Pour faire cela succinctement et aussi intelligiblement que possible, il me faut retourner aux circonstances dans lesquelles j’abandonnai l’île et dans lesquelles se trouvaient les personnes dont j’ai à parler. D’abord il est nécessaire de répéter que j’avais envoyé le père de Vendredi et l’Espagnol, tous les deux sauvés, grâce à moi, des sauvages; que je les avais envoyés, dis-je, dans une grande pirogue à la terre ferme, comme je le croyais alors, pour chercher les compagnons de l’Espagnol, afin de les tirer du malheur où ils étaient, de les secourir pour le présent, et d’inventer ensemble par la suite, si faire se pouvait, quelques moyens de délivrance.
Quand je les envoyai, ma délivrance n’avait aucune probabilité, rien ne me donnait lieu de l’espérer, pas plus que vingt ans auparavant; bien moins encore avais-je quelque prescience de ce qui arriva par la suite, j’entends qu’un navire anglais aborderait là pour les emmener. Aussi, quand ils revinrent, quelle dut être leur surprise, non seulement de me trouver parti, mais de trouver trois étrangers abandonnés sur cette terre, en possession de tout ce que j’avais laissé derrière moi, et qui autrement leur serait échu!

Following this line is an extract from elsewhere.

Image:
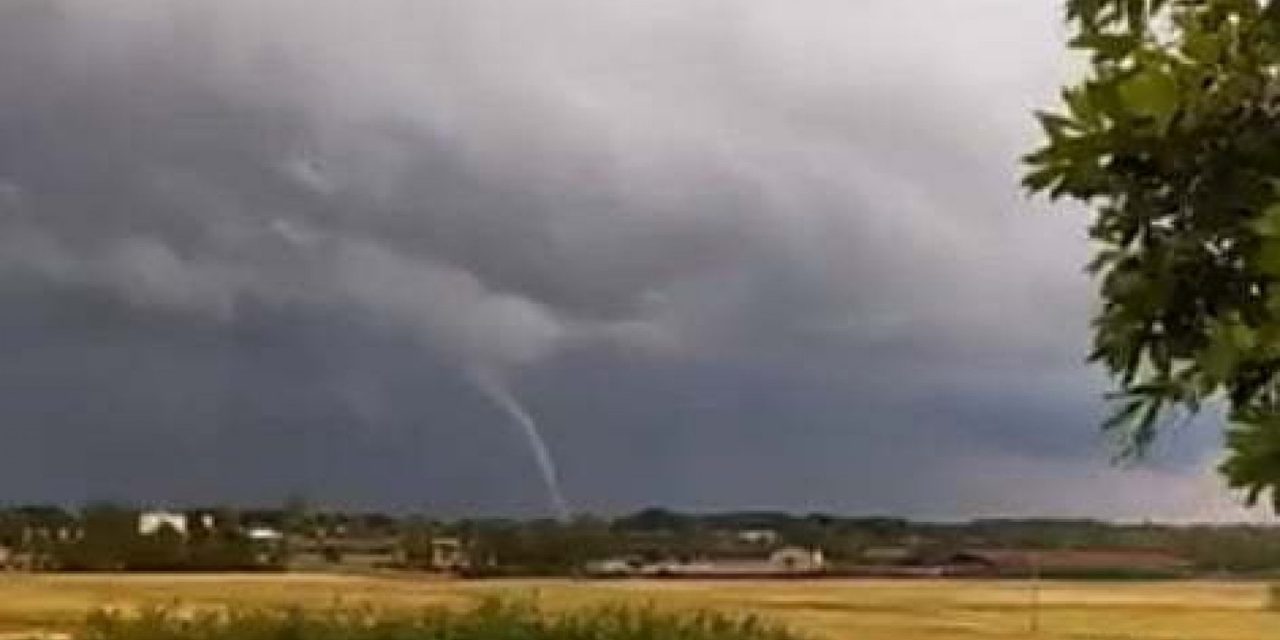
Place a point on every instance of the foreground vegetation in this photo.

La première chose dont toutefois je m’enquis,—pour reprendre où j’en suis resté,—fut ce qui leur était personnel, et je priai l’Espagnol de me faire un récit particulier de son voyage dans la pirogue à la recherche de ses compatriotes. Il me dit que cette portion de leurs aventures offrait peu de variété, car rien de remarquable ne leur était advenu en route: ils avaient eu un temps fort calme et une mer douce; quant à ses compatriotes, ils furent, à n’en pas douter, ravis de le voir.—A ce qu’il paraît, il était le principal d’entre eux, le capitaine du navire sur lequel ils avaient naufragé étant mort depuis quelque temps.—Ils furent d’autant plus surpris de le voir, qu’ils le savaient tombé entre les mains des sauvages, et le supposaient dévoré comme tous les autres prisonniers. Quand il leur conta l’histoire de sa délivrance et qu’il était à même de les emmener, ce fut comme un songe pour eux. Leur étonnement, selon leur propre expression, fut semblable à celui des frères de Joseph lorsqu’il se découvrit à eux et leur raconta l’histoire de son élévation à la cour de Pharaon. Mais quand il leur montra les armes, la poudre, les balles et les provisions qu’il avait apportées pour leur traversée, ils se remirent, ne se livrèrent qu’avec réserve à la joie de leur délivrance et immédiatement se préparèrent à le suivre.
Leur première affaire fut de se procurer des canots; et en ceci ils se virent obligés de faire violence à leur honneur, de tromper leurs amis les sauvages, et de leur emprunter deux grands canots ou pirogues, sous prétexte d’aller à la pêche ou en partie de plaisir.
Ils partirent dans ces embarcations le matin suivant. Il est clair qu’il ne leur fallut pas beaucoup de temps pour leurs préparatifs, n’ayant ni bagages, ni hardes, ni provisions, rien au monde que ce qu’ils avaient sur eux et quelques racines qui leur servaient à faire leur pain.